Die Digitalisierung dringend vorantreiben
15.08.24 (Kommentar) Autor:Stefan Hennigfeld
Natürlich zeichnet das klassische mechanische Stellwerk, das seine Flügelsignale steuert, ein romantisches Bild der Eisenbahn. Doch wer die Schiene nach fast 200 Jahren ihrer Existenz fit machen möchte für die Zukunft, der muss dafür sorgen, dass elektrische und digitale Stellwerke der Standard werden. Um das mal zu veranschaulichen: Hätte die alte Behördenbahn ihre zahlreichen Nebenstrecken seit den 1960er Jahren auf Spurplan-Drucktasten-Technik umgestellt, so hätte man ein Großteil der später stillgelegten und teilweise für immer zerstörten Strecken wahrscheinlich erhalten können, weil es möglich gewesen wäre, diese nicht mehr mit vielen lokalen Fahrdienstleitern und Schrankenwärtern zu bestücken, sondern zentral zu steuern.
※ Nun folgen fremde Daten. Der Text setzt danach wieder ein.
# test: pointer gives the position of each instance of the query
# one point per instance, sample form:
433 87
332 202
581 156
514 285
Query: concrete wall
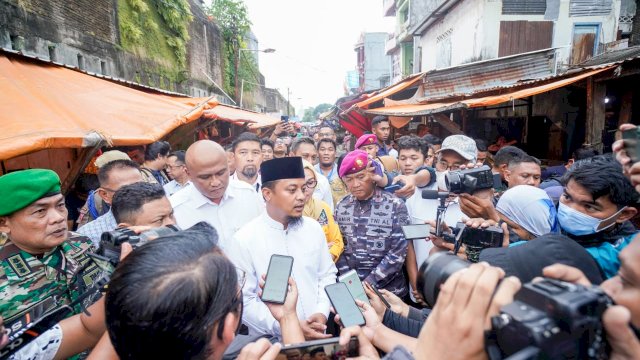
376 62
84 34
473 29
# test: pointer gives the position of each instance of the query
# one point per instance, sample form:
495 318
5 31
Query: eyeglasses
311 184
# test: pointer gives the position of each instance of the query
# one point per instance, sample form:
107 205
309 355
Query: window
522 7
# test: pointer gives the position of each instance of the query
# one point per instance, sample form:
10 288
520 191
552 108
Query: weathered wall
85 34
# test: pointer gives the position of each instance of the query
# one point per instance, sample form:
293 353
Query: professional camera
111 241
475 240
548 319
469 181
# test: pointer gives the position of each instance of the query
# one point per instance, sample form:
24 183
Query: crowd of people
195 291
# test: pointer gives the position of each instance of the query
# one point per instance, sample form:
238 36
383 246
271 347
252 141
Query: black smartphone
322 349
384 301
416 231
276 283
343 303
630 141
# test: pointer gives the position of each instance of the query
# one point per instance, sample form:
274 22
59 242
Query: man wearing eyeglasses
178 172
283 230
112 177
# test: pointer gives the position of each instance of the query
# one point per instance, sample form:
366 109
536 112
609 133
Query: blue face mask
576 223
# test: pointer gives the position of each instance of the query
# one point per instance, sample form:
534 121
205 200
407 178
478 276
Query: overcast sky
314 43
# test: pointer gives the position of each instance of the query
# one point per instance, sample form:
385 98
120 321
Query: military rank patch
19 265
323 218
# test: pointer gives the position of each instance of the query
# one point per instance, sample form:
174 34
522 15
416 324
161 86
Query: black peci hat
282 168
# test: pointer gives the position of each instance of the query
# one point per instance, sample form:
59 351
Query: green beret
20 189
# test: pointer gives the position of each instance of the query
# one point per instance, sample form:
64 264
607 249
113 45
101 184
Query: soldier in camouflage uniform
371 223
42 267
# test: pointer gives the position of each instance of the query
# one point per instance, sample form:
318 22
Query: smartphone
352 280
344 304
315 349
416 231
384 301
276 283
630 141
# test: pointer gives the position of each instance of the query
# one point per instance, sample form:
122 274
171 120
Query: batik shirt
374 243
27 281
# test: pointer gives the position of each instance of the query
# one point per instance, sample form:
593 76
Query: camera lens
453 180
435 271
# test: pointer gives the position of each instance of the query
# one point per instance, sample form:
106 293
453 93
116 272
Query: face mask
579 224
440 179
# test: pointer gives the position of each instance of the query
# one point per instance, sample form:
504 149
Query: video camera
469 181
111 241
475 240
548 319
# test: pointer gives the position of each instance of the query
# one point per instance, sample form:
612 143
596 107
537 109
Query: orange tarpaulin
425 109
239 116
46 106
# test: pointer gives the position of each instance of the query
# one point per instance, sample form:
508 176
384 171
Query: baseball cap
526 261
463 145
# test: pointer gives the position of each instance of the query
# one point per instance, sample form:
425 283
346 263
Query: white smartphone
352 280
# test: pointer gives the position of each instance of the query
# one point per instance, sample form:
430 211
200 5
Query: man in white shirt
306 149
225 204
283 230
247 157
177 170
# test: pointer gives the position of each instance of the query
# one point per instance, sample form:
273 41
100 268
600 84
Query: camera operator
624 289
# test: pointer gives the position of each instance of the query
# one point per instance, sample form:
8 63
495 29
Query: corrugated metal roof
485 75
590 7
612 57
523 7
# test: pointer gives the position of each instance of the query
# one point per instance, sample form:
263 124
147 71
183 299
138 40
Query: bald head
207 167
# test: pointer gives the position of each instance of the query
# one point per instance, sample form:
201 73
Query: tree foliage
311 114
233 19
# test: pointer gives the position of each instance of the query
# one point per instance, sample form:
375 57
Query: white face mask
440 180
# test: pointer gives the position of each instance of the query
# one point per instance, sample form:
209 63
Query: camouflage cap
20 189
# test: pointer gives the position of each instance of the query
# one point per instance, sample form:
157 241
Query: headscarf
529 207
313 207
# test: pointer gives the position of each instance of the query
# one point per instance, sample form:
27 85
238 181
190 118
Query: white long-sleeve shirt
313 269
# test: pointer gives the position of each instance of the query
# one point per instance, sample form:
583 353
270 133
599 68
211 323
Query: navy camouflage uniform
374 242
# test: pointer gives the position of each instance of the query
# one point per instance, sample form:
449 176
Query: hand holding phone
276 284
344 304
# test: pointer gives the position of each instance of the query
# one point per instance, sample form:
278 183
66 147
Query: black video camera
549 319
475 239
111 241
469 181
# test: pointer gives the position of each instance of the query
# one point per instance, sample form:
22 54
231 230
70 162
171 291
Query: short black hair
267 142
506 154
165 298
378 119
584 152
129 199
412 142
524 159
327 140
179 154
105 171
432 139
602 175
244 137
481 145
156 149
303 140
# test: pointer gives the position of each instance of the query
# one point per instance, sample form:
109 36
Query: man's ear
627 214
4 224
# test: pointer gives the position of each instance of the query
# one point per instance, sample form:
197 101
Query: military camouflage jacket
374 242
27 280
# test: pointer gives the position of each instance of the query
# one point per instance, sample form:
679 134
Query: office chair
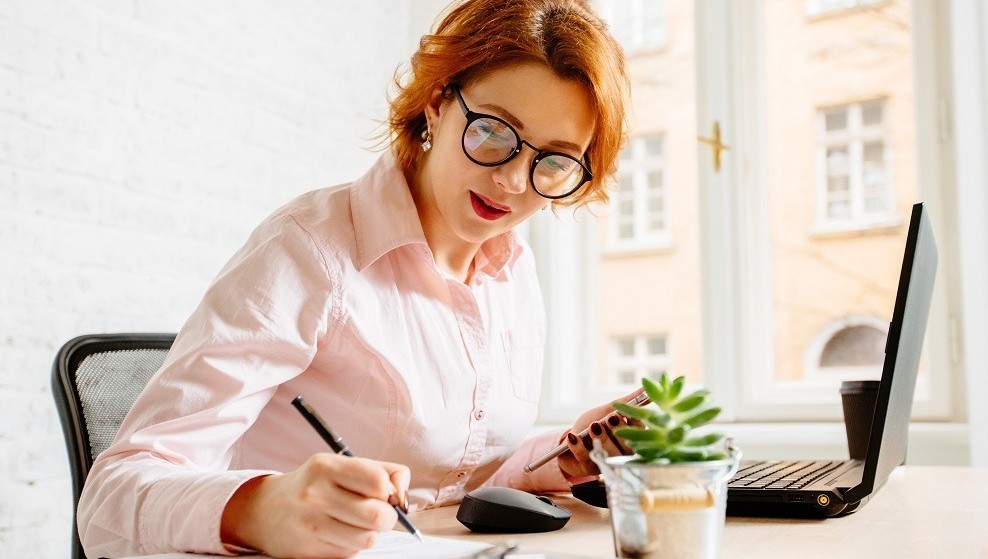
95 380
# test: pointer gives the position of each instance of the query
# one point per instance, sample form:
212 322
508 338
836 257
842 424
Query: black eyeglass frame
472 116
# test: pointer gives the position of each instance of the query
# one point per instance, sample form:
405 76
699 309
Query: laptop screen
890 426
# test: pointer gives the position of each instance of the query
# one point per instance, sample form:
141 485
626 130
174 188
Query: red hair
478 36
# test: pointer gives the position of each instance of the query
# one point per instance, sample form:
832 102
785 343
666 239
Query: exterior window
852 347
639 25
855 182
819 7
634 357
639 206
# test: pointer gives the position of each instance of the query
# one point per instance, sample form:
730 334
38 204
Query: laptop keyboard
776 474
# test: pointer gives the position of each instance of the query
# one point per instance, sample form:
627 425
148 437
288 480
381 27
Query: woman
402 306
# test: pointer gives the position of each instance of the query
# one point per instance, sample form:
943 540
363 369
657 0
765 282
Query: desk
923 512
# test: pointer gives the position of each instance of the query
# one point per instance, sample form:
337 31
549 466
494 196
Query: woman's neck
451 254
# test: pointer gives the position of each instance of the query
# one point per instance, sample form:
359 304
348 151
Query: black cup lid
855 386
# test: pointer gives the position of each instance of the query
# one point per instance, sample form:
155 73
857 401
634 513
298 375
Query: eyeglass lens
489 141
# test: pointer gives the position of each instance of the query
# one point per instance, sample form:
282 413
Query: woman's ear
433 109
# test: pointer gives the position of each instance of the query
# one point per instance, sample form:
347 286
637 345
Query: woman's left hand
600 423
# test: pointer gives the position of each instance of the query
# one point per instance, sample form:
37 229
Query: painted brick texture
140 142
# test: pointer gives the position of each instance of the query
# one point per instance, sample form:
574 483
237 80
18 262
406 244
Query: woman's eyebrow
506 115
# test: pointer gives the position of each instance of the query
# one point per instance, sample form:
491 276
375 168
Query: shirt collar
385 218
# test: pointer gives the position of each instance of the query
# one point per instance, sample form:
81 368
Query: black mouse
507 510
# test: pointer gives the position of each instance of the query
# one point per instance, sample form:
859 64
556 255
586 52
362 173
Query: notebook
833 488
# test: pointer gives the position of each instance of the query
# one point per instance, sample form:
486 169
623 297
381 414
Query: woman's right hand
331 506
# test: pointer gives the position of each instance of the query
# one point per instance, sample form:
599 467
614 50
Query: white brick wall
140 142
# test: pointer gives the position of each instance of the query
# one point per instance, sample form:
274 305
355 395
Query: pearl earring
426 140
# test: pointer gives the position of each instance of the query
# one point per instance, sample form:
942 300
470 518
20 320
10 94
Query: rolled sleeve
164 483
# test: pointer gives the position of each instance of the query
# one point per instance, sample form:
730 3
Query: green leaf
638 434
654 391
694 400
705 440
658 420
632 411
649 445
677 434
702 417
676 388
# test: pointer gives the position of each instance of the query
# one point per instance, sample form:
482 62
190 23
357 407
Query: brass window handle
716 145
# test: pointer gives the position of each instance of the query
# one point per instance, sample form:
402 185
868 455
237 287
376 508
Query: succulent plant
666 435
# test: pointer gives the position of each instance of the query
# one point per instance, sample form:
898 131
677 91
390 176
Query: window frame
641 165
854 137
736 290
640 361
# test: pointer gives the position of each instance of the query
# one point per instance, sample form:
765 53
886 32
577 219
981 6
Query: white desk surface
922 512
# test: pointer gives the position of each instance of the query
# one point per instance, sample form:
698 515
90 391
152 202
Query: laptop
820 489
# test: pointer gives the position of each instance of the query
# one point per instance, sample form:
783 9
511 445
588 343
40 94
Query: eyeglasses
490 141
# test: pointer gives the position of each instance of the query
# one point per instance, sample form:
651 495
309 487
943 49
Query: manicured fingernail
596 429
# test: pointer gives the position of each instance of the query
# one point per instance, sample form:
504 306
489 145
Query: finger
401 477
631 396
578 448
609 426
360 512
599 432
364 477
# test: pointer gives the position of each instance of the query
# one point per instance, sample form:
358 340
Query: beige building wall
818 277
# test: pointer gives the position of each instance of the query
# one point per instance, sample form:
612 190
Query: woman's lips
486 208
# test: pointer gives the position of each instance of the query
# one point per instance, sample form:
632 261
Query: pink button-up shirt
336 296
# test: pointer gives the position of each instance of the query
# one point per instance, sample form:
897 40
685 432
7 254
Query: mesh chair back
95 381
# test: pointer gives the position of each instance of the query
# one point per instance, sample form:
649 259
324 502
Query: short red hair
478 36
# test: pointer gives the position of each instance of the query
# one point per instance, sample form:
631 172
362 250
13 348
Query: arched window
852 346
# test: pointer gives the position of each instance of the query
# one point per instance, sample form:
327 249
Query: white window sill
638 248
856 227
941 444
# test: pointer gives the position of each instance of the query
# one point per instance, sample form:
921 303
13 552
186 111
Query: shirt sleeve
546 479
162 486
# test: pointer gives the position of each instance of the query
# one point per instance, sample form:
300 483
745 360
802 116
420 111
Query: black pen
339 447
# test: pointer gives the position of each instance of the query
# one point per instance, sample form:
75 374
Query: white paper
393 544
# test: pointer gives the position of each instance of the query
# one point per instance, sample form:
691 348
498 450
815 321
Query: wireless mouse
504 510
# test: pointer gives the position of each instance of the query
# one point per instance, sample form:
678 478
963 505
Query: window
855 187
761 308
639 25
634 357
639 217
852 348
819 7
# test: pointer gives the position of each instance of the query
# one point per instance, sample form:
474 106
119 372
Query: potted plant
669 498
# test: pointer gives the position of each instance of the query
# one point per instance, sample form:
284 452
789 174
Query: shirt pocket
525 352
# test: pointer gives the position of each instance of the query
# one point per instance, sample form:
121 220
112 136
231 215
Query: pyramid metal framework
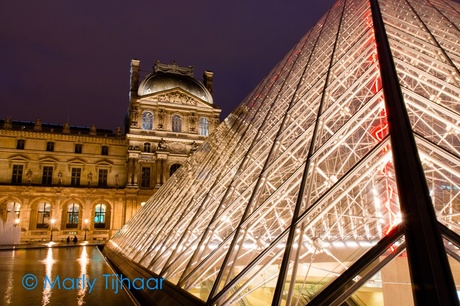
344 161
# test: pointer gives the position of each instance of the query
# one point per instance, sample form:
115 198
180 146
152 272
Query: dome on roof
166 77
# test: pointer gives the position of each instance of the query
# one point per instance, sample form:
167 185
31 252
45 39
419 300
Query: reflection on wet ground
58 276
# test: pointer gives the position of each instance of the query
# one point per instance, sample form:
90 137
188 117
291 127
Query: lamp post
52 221
85 227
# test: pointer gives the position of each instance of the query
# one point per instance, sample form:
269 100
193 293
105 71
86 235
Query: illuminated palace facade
87 182
335 182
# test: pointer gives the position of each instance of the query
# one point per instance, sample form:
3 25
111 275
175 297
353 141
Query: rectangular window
50 146
17 174
102 181
20 144
145 177
75 177
47 177
78 148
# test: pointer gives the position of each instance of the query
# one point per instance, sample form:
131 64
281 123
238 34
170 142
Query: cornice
63 137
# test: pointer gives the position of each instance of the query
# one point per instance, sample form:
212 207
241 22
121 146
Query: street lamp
52 221
85 227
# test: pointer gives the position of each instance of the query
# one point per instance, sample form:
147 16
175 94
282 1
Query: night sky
63 60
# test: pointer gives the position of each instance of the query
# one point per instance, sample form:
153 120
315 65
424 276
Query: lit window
173 169
78 148
102 180
99 216
15 208
147 121
20 144
50 146
75 177
17 174
72 215
43 215
47 175
176 123
204 127
145 177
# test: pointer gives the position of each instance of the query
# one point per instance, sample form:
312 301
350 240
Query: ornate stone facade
62 180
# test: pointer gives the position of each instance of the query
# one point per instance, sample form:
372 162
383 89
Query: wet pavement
59 274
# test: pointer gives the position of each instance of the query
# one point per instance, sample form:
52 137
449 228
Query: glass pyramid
342 162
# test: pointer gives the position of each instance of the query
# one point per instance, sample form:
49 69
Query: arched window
100 216
43 215
204 127
13 207
72 215
147 121
173 169
176 123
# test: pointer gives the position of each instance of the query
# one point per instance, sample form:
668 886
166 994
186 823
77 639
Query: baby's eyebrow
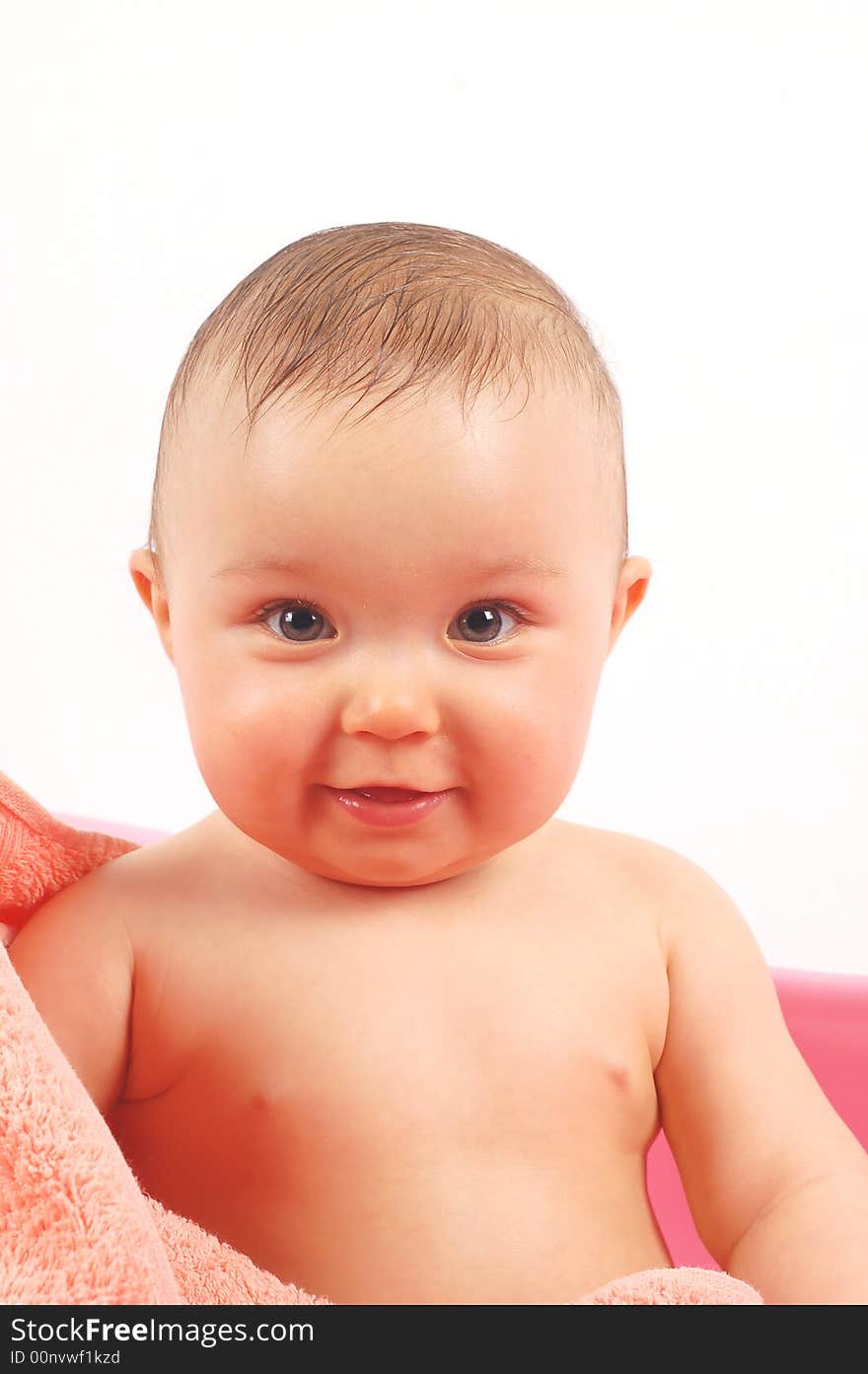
528 563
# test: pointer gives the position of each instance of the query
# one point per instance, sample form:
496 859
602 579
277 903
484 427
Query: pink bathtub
827 1016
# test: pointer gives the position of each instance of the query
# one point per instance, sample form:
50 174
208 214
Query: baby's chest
490 1045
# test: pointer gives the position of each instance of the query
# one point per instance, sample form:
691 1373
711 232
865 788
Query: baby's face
398 653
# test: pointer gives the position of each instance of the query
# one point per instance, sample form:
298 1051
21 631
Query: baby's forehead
500 461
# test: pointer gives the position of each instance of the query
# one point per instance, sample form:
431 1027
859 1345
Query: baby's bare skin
443 1095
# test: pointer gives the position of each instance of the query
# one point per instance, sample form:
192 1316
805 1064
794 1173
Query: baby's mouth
388 793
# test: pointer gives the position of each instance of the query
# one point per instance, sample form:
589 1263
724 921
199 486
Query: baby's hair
359 307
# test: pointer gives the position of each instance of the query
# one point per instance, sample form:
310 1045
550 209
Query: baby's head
417 422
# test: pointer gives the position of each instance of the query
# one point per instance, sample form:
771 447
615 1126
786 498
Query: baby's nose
391 710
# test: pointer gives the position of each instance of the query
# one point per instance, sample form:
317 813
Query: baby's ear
149 584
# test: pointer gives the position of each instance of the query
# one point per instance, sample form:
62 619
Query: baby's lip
391 786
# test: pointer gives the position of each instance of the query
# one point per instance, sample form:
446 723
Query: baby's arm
76 961
776 1182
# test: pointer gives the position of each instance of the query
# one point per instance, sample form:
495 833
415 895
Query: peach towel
74 1224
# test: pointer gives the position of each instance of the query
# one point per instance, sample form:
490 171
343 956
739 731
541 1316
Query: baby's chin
354 874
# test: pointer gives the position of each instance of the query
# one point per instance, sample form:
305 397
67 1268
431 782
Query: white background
692 175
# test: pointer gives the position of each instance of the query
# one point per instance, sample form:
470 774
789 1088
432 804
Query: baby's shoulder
623 862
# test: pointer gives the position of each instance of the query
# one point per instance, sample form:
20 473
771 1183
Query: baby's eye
300 622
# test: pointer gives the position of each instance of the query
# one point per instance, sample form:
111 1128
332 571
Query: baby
382 1021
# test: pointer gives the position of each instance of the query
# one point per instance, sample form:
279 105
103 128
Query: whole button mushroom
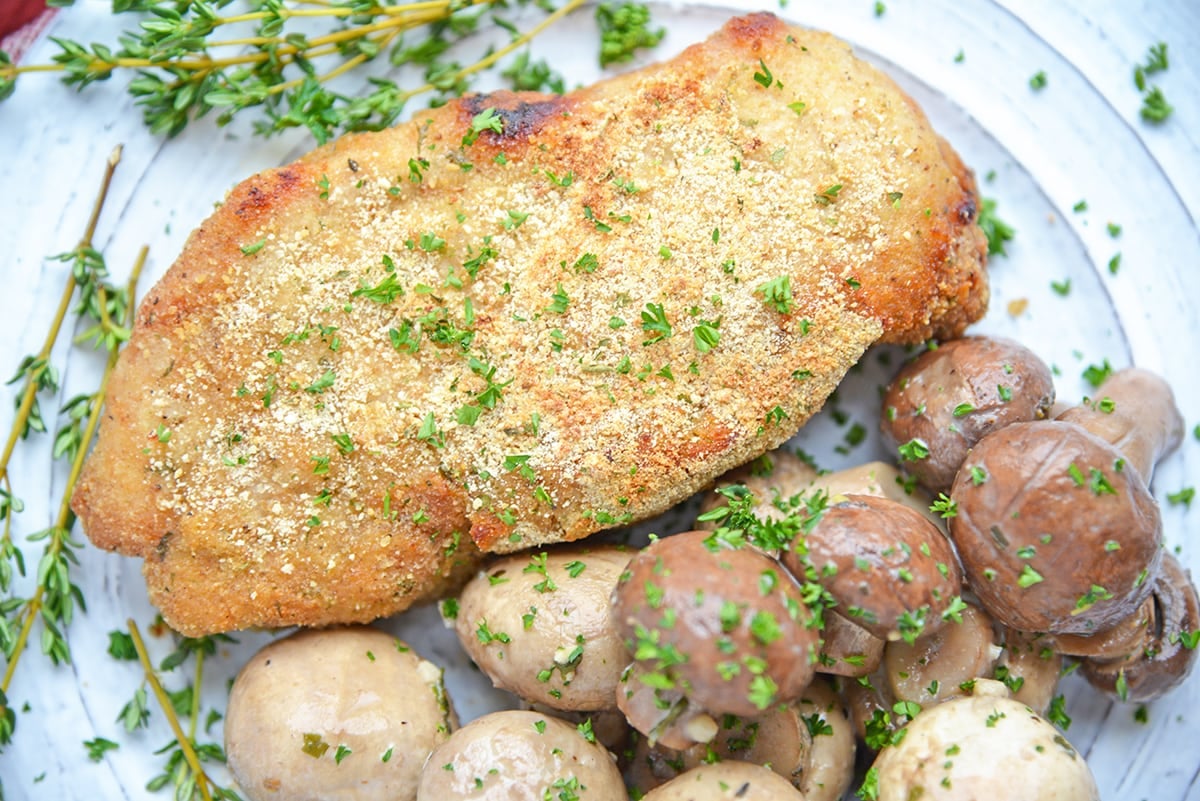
832 759
1054 533
887 566
935 667
540 626
726 780
982 746
949 397
341 712
726 626
1165 655
520 756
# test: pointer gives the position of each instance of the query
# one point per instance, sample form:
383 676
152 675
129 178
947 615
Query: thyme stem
30 392
185 744
64 521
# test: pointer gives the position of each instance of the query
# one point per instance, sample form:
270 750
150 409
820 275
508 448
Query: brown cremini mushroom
888 567
1164 657
726 626
1055 534
846 648
943 402
933 669
1031 668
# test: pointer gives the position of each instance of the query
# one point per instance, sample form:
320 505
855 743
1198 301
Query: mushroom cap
335 712
934 668
726 780
832 758
983 746
887 566
1055 535
520 756
1162 661
954 395
561 646
725 625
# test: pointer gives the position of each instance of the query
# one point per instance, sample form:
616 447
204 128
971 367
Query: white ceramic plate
1077 139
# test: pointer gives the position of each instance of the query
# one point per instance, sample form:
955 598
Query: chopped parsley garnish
624 29
654 321
777 293
994 228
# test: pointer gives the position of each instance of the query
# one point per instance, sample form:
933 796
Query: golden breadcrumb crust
519 319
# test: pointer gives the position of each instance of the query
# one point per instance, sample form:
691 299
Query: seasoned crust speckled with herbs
520 319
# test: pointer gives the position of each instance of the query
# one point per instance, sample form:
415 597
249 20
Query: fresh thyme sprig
55 596
190 58
186 757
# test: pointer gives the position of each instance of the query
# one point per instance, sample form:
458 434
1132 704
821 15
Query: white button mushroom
520 756
342 712
539 625
983 746
729 780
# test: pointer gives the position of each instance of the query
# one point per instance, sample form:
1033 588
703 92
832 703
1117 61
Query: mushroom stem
1134 410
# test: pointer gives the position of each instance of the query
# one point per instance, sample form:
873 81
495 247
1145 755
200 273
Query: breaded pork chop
519 319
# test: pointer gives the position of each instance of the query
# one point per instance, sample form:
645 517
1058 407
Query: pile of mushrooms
923 614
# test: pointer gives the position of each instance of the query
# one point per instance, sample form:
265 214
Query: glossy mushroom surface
726 626
951 397
520 756
1055 535
983 746
540 626
888 567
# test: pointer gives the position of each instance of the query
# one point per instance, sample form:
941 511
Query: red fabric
21 23
17 13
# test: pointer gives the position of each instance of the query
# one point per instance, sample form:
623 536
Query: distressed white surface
1079 138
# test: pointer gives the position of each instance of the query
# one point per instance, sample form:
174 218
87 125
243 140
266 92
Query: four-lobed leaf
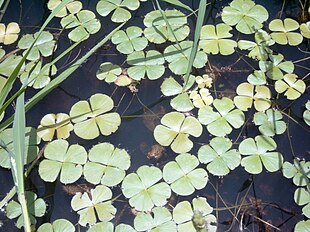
129 41
183 175
290 86
51 123
178 55
95 206
36 208
91 118
214 39
248 93
64 160
220 123
107 165
260 152
158 30
282 31
246 15
84 23
159 219
144 188
175 130
219 156
270 122
119 8
189 217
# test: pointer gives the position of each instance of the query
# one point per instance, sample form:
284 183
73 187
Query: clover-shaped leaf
302 197
108 72
181 102
275 66
7 66
9 33
290 86
213 39
57 226
32 71
246 15
302 226
158 31
44 45
248 93
258 153
260 48
190 218
64 159
84 23
305 29
91 119
201 98
109 227
129 41
159 219
36 208
175 131
270 123
220 123
72 7
219 156
120 14
51 123
178 57
299 171
31 146
107 165
149 64
257 78
306 114
93 207
183 175
282 31
144 189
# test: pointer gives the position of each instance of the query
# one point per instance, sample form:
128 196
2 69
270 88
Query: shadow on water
254 202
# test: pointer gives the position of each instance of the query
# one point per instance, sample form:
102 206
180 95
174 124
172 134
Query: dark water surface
269 196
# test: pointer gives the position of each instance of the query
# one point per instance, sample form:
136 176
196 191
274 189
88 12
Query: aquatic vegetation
214 39
97 206
191 217
260 152
107 165
129 41
220 123
91 118
212 74
219 156
270 123
64 160
36 207
183 175
57 225
175 130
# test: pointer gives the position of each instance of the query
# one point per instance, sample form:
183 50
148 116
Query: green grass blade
63 76
180 4
17 158
10 81
200 18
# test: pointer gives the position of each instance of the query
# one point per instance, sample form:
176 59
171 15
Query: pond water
267 198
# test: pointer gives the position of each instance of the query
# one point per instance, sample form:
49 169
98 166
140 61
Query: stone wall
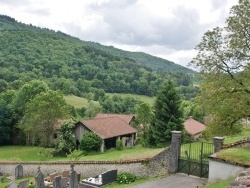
143 167
215 172
242 143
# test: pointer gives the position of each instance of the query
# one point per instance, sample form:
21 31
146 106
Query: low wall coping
214 158
80 162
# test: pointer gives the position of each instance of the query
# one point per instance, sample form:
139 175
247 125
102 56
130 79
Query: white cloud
168 29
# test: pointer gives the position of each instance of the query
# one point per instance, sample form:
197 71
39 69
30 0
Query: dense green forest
39 66
78 67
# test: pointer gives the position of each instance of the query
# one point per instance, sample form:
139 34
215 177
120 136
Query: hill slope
155 63
74 66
Man hätte massiv Personalaufwand gespart und die Kosten für so manche Strecke, die dann auch nach ihrer Reaktivierung ein echter Erfolg wurde, wären nie explodiert. Man hätte richtig viel zerstörte Eisenbahninfrastruktur bereits vor über sechzig Jahren dauerhaft zukunftsfest machen können. Das hat die Behördenbahn versäumt, aber die heute Verantwortlichen müssen sicherstellen, dass die Chancen der Digitalisierung auch genutzt werden. Wir haben heute bereits regelmäßig Streckensperrungen wegen nicht besetzter Stellwerke.
Meistens findet das im Moment nur nachts statt, sodass der Fahrgast es oft nicht merkt. Doch Vorsicht ist geboten: Denn gerade der Güterverkehr braucht das relativ kurze Zeitfenster zwischen Mitternacht und fünf oder sechs Uhr morgens, weil er dann weitgehend ungestört über das Netz fahren kann. Wir hatten aber auch schon kurzfristig unbesetzte Stellwerke an Wochentagen und genau dieses Problem wird sich weiter verschärfen. Die Verrentungswelle läuft und viele neu hinzugekommene Fahrdienstleiter verlassen das Unternehmen auch wieder.
Die Erkenntnis, dass die langfristige Bindung guter Mitarbeiter genauso wichtig ist wie die Neuakquise ist zwar grundsätzlich da, aber die Fluktuation ist nach wie vor ein Problem. Entsprechend muss man dafür sorgen, dass der Personalbedarf im Rahmen der Digitalisierung und Modernisierung sinkt. Auch hier ist Vorsicht geboten. Es gab Zeiten, da hat man ausgerechnet, dass zu einem Zeitpunkt X so und so viele neue ESTW am Netz sind, und mehrere hundert Fahrdienstleiter nicht mehr benötigt wurden. Als der Zeitpunkt X dann da war, waren die Fahrdienstleiter zwar weg, aber die ESTW noch längst nicht in Betrieb.
Auf keinen Fall darf man bei der Personalakquise das Engagement schleifen lassen, weil man ja glaubt, bald ohnehin weniger Mitarbeiter zu brauchen. Das muss weitergehen mit vollem Engagement. Man muss dafür sorgen, dass Leute langfristig im Betrieb bleiben. Hier stellt sich die Frage, ob die Personalakquise nicht in Zeiten, in denen man es als Arbeitgeber leichter gehabt hätte, vernachlässigt wurde. Hat man vor zwanzig Jahren genug ausgebildet, als die DB AG um jeden Preis börsenfähig werden wollte? Jetzt jedenfalls gilt es, Personal zu gewinnen und zu halten, auch wenn die Digitalisierung weiter vorangeht.